JAX Validation Tutorial¶

Validate JAX custom ops and primitives end-to-end using gpuemu -- including JIT safety, vmap compatibility, and gradient correctness.

Prerequisites¶

Before you begin, make sure the following are in place:

gpuemu CLI installed and on your PATH (Installation)
gpuemu daemon running (gpuemu daemon start --background)
Python 3.9+ with a virtual environment activated
gpuemu with JAX adapter installed:

pip install gpuemu[jax]

Verify your setup

gpuemu daemon status          # Should show "running"
python -c "import jax; import gpuemu; print('ready')"

Setup¶

Initialize a new gpuemu project configured for JAX:

gpuemu init --name my-jax-ops --framework jax

This generates the following project structure:

my-jax-ops/
├── gpuemu.toml
└── scripts/
    └── .gitkeep

The generated gpuemu.toml includes JAX-specific defaults:

gpuemu.toml

[project]
name = "my-jax-ops"
version = "0.1.0"
framework = "jax"

[validation]
dtypes = ["float32", "float16", "bfloat16"]
check_nan = true
check_inf = true

[validation.tolerances]
float32 = { atol = 1.5e-5, rtol = 1.5e-5 }
float16 = { atol = 1.5e-2, rtol = 1.5e-2 }
bfloat16 = { atol = 1.5e-2, rtol = 1.5e-2 }

[[ops]]
name = "my_op"
module = "my_jax_ops.ops"
reference = "scripts/my_op_ref.py"
execution_mode = "script_based"

Why 1.5x tolerance for JAX?

JAX compiles operations through XLA, which applies aggressive optimizations such as operator fusion and layout transformations. These optimizations can change the order of floating-point operations, introducing small numerical differences compared to a plain NumPy reference. The default tolerances are set to 1.5x the PyTorch defaults to account for this.

Reference Script¶

Write a NumPy-based reference implementation. The protocol is the same as for other frameworks -- JSON+base64 over stdin/stdout.

scripts/softmax_ref.py

"""Reference implementation for softmax."""
import json
import base64
import sys

import numpy as np


def decode_tensor(encoded: dict) -> np.ndarray:
    """Decode a base64-encoded tensor from the input payload."""
    data = base64.b64decode(encoded["data"])
    dtype = np.dtype(encoded["dtype"])
    shape = tuple(encoded["shape"])
    return np.frombuffer(data, dtype=dtype).reshape(shape)

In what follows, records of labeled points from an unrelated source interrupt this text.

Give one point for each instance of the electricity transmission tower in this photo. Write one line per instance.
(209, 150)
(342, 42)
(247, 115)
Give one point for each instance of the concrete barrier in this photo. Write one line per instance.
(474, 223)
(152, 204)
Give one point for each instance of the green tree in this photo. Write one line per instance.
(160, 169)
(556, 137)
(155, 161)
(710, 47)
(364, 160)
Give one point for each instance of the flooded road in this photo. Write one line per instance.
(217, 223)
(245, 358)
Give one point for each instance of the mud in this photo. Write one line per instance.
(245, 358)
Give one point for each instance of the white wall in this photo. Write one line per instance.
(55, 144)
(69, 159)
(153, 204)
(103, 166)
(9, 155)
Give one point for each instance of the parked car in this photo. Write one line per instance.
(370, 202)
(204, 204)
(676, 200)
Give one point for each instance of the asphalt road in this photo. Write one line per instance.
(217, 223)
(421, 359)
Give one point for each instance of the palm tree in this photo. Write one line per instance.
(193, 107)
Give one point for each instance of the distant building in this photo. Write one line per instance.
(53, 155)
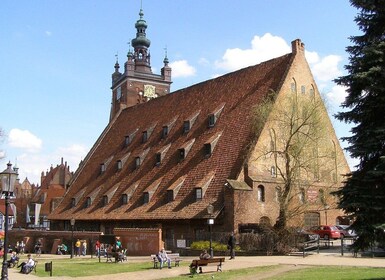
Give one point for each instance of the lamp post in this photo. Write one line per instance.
(326, 214)
(210, 222)
(72, 221)
(8, 178)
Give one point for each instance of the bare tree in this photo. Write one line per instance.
(297, 130)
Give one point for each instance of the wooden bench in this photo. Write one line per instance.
(174, 257)
(199, 263)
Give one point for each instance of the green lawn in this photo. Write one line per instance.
(78, 267)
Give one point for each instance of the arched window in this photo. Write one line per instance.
(261, 193)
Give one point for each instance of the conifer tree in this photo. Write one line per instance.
(363, 195)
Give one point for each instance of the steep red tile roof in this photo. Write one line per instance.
(236, 93)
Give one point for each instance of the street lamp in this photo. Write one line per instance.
(210, 221)
(72, 221)
(8, 178)
(326, 214)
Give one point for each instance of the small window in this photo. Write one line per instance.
(273, 172)
(261, 193)
(170, 195)
(165, 132)
(208, 150)
(198, 193)
(302, 195)
(119, 165)
(212, 120)
(158, 159)
(124, 198)
(105, 200)
(182, 154)
(146, 198)
(88, 202)
(186, 126)
(144, 137)
(138, 162)
(102, 168)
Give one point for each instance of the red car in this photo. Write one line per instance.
(326, 232)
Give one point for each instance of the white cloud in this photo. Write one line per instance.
(262, 49)
(181, 68)
(24, 139)
(326, 69)
(337, 94)
(31, 165)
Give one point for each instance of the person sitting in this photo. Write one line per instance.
(13, 260)
(26, 267)
(204, 255)
(162, 257)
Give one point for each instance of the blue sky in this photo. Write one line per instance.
(57, 57)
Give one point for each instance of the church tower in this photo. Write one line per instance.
(137, 84)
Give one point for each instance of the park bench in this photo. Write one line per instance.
(199, 263)
(174, 257)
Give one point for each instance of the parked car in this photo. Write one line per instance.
(345, 231)
(326, 232)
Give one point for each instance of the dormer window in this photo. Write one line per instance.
(186, 126)
(144, 136)
(170, 195)
(164, 132)
(129, 138)
(146, 198)
(102, 168)
(158, 159)
(137, 162)
(88, 202)
(124, 199)
(215, 115)
(119, 165)
(188, 123)
(105, 200)
(210, 144)
(198, 194)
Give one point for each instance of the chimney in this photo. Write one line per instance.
(297, 46)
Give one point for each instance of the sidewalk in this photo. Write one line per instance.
(238, 263)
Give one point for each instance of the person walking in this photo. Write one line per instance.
(231, 246)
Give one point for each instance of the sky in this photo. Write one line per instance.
(57, 57)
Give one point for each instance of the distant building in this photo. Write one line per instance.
(164, 163)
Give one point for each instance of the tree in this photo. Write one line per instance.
(363, 194)
(297, 129)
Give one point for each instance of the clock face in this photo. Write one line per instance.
(149, 91)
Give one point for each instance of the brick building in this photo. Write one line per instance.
(162, 163)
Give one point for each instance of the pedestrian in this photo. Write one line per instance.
(231, 246)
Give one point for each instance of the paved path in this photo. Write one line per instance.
(289, 262)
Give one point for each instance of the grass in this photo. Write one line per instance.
(79, 267)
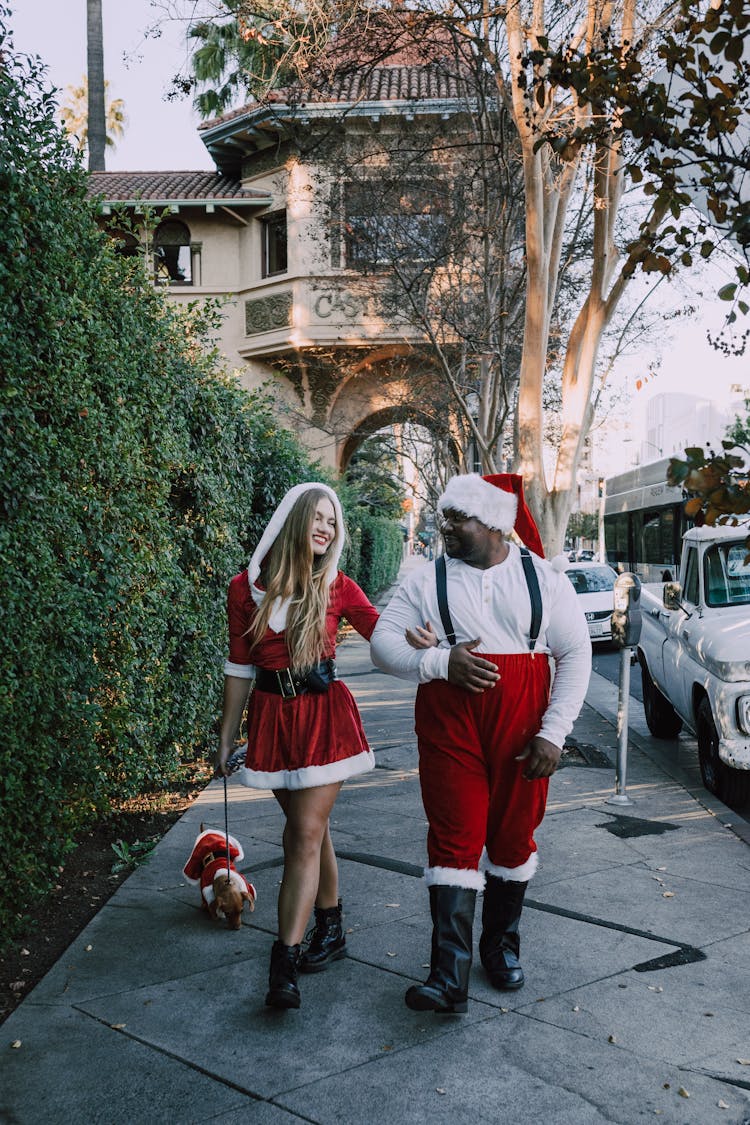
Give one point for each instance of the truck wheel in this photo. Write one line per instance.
(660, 716)
(732, 786)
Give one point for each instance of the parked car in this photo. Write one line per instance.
(595, 584)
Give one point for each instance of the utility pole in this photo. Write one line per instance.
(97, 123)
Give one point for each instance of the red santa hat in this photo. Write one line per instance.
(497, 501)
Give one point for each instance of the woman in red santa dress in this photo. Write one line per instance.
(305, 736)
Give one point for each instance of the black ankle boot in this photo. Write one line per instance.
(499, 944)
(326, 941)
(446, 989)
(282, 977)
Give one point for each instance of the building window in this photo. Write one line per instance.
(126, 244)
(383, 226)
(273, 251)
(172, 257)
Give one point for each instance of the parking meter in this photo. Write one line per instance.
(625, 632)
(626, 615)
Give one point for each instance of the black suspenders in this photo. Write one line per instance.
(534, 593)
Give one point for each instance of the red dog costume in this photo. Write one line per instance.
(208, 860)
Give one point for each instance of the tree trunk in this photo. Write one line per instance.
(97, 125)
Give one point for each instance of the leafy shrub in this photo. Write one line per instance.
(133, 480)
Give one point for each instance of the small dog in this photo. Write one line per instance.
(224, 890)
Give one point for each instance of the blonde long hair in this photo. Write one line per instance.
(291, 570)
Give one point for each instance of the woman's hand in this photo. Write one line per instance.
(220, 762)
(422, 637)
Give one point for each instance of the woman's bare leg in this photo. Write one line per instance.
(306, 848)
(327, 892)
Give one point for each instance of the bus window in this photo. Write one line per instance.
(658, 537)
(615, 539)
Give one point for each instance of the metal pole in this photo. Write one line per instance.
(623, 701)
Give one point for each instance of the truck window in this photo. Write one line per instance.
(690, 588)
(726, 576)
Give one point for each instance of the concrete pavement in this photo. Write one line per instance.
(635, 942)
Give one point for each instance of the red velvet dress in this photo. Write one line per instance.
(312, 739)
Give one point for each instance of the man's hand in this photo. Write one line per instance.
(422, 637)
(541, 757)
(471, 672)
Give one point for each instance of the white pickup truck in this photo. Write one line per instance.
(695, 656)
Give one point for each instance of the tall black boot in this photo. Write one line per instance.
(499, 944)
(282, 977)
(326, 941)
(446, 989)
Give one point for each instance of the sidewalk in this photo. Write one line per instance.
(635, 945)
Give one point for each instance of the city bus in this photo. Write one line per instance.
(644, 521)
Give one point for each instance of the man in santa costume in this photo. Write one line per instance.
(490, 720)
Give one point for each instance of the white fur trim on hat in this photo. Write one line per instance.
(475, 496)
(278, 520)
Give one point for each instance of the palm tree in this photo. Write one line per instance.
(74, 116)
(97, 126)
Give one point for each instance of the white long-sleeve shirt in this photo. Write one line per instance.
(494, 605)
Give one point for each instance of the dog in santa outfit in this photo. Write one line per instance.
(489, 718)
(223, 889)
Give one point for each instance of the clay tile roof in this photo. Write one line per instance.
(122, 187)
(379, 84)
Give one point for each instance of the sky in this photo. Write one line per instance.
(162, 135)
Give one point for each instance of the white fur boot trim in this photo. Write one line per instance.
(521, 874)
(454, 876)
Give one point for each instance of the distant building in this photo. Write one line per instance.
(300, 307)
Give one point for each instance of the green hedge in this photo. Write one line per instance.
(135, 477)
(133, 480)
(375, 552)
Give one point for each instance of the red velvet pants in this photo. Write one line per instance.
(472, 788)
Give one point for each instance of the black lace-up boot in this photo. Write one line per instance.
(499, 944)
(325, 942)
(446, 989)
(282, 977)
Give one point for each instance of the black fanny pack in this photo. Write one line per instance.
(288, 683)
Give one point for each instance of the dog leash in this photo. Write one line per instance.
(234, 764)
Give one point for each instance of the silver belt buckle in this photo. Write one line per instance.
(286, 684)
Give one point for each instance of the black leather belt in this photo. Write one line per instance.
(288, 683)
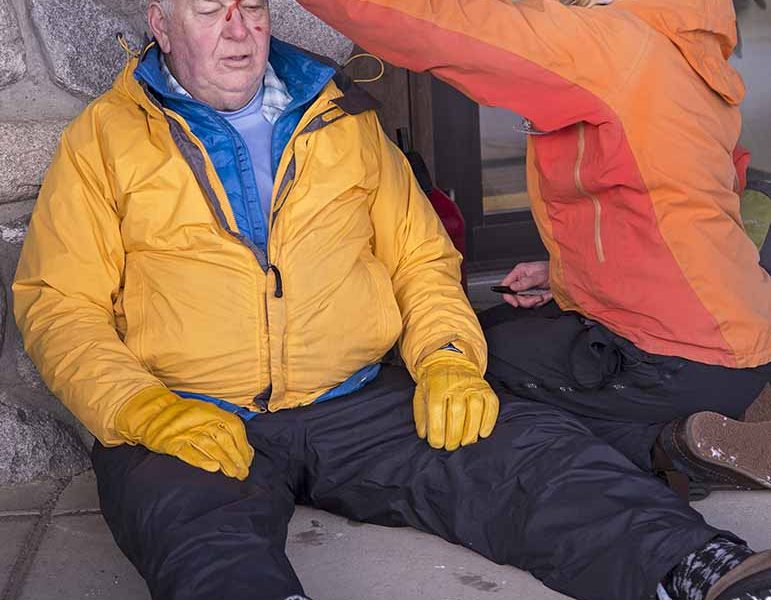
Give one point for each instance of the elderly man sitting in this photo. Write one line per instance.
(223, 250)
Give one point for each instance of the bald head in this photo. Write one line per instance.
(217, 49)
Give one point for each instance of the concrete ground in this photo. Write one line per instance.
(54, 545)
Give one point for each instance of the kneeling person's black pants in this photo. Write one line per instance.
(623, 394)
(543, 493)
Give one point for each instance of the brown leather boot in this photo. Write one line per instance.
(750, 579)
(718, 451)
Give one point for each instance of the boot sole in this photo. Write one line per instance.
(751, 576)
(735, 453)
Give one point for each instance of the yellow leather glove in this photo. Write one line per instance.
(199, 433)
(453, 404)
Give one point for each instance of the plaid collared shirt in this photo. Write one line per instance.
(275, 96)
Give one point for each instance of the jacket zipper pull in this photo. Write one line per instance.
(279, 291)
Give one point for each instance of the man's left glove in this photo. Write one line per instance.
(453, 404)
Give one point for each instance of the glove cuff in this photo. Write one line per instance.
(136, 415)
(446, 357)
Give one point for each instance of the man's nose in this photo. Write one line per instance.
(235, 28)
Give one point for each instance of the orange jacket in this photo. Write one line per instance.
(632, 180)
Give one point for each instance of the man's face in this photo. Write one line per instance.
(217, 49)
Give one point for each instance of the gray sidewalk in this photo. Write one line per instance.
(54, 545)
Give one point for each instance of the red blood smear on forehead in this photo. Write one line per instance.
(231, 8)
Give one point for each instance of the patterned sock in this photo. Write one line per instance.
(697, 572)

def encode_tensor(arr: np.ndarray) -> dict:
    """Encode a numpy array as a base64 JSON-serializable dict."""
    return {
        "data": base64.b64encode(arr.tobytes()).decode("ascii"),
        "dtype": str(arr.dtype),
        "shape": list(arr.shape),
    }


def softmax(x: np.ndarray, axis: int = -1) -> np.ndarray:
    """Numerically stable softmax."""
    x_max = np.max(x, axis=axis, keepdims=True)
    exp_x = np.exp(x - x_max)
    return exp_x / np.sum(exp_x, axis=axis, keepdims=True)


def main():
    request = json.loads(sys.stdin.read())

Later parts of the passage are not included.